Method 1: Update .env File (Recommended)

# 1. Edit your .env file
nano .env

# 2. Update the key
GOOGLE_API_KEY=your_new_gemini_api_key_here

# 3. Restart only the backend service
docker-compose restart backend

# 4. Verify the update
curl -X GET "http://localhost:8000/health" | jq

Method 2: Environment Variable Update

# 1. Stop the backend service
docker-compose stop backend

# 2. Update environment variable
export GOOGLE_API_KEY="your_new_gemini_api_key_here"

# 3. Start the backend service
docker-compose up -d backend

# 4. Check logs for successful startup
docker-compose logs -f backend

Method 3: Full System Restart (If needed)

# 1. Stop all services
docker-compose down

# 2. Update .env file
echo "GOOGLE_API_KEY=your_new_gemini_api_key_here" >> .env

# 3. Start all services
docker-compose up -d

# 4. Verify all services are healthy
docker-compose ps
curl -X GET "http://localhost:8000/health" | jq

🔍 Verify API Key Update

# Test AI functionality
curl -X POST "http://localhost:8000/chat/send_message" \
  -H "Content-Type: application/json" \
  -d '{
    "message": "Test AI connection - show customer count",
    "session_id": "test_key"
  }' | jq

# Check backend logs for API errors
docker-compose logs backend | grep -i "gemini\|api\|error"
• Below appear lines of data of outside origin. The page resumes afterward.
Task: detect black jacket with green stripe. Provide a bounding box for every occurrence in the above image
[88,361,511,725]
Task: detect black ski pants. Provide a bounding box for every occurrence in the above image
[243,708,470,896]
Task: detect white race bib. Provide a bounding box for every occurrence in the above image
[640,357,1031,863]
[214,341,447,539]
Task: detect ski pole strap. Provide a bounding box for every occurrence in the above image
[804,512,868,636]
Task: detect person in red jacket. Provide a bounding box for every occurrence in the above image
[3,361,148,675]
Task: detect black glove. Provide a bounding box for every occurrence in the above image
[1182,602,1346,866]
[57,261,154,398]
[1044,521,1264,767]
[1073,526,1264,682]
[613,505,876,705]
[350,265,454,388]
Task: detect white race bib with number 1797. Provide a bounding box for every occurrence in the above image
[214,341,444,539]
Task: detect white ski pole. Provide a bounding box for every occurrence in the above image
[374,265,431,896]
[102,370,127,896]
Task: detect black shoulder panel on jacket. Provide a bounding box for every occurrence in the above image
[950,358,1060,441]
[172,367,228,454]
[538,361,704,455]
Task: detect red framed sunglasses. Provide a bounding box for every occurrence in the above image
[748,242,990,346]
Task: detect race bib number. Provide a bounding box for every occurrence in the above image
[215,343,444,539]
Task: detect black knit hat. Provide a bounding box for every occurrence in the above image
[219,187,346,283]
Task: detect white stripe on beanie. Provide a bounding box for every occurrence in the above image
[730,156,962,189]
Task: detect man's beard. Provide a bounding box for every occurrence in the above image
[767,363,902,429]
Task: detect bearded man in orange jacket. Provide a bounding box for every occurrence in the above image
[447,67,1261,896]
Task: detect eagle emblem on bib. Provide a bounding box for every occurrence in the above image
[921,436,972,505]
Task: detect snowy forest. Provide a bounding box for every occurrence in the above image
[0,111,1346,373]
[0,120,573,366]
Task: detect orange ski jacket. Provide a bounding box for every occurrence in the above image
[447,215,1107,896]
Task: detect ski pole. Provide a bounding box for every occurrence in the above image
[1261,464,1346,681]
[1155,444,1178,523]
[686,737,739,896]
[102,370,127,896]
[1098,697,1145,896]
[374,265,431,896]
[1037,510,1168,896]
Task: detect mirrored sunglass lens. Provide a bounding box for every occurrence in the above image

# Verify health endpoint shows AI service available
curl -X GET "http://localhost:8000/health" | jq '.ai_service'

⚡ Quick Service Restart Commands

# Restart just the backend (fastest)
docker-compose restart backend

# Restart backend and vector database
docker-compose restart backend db

# Restart everything (if major changes)
docker-compose down && docker-compose up -d

🚨 Troubleshooting API Key Issues

# Check if key is loaded
docker exec ai-schema-backend-1 env | grep GOOGLE_API_KEY

# Test key validity
curl -X POST "https://generativelanguage.googleapis.com/v1/models/gemini-pro:generateContent?key=YOUR_KEY" \
  -H "Content-Type: application/json" \
  -d '{"contents":[{"parts":[{"text":"test"}]}]}'

# View backend service logs
docker-compose logs -f backend | grep -i "gemini\|auth\|api"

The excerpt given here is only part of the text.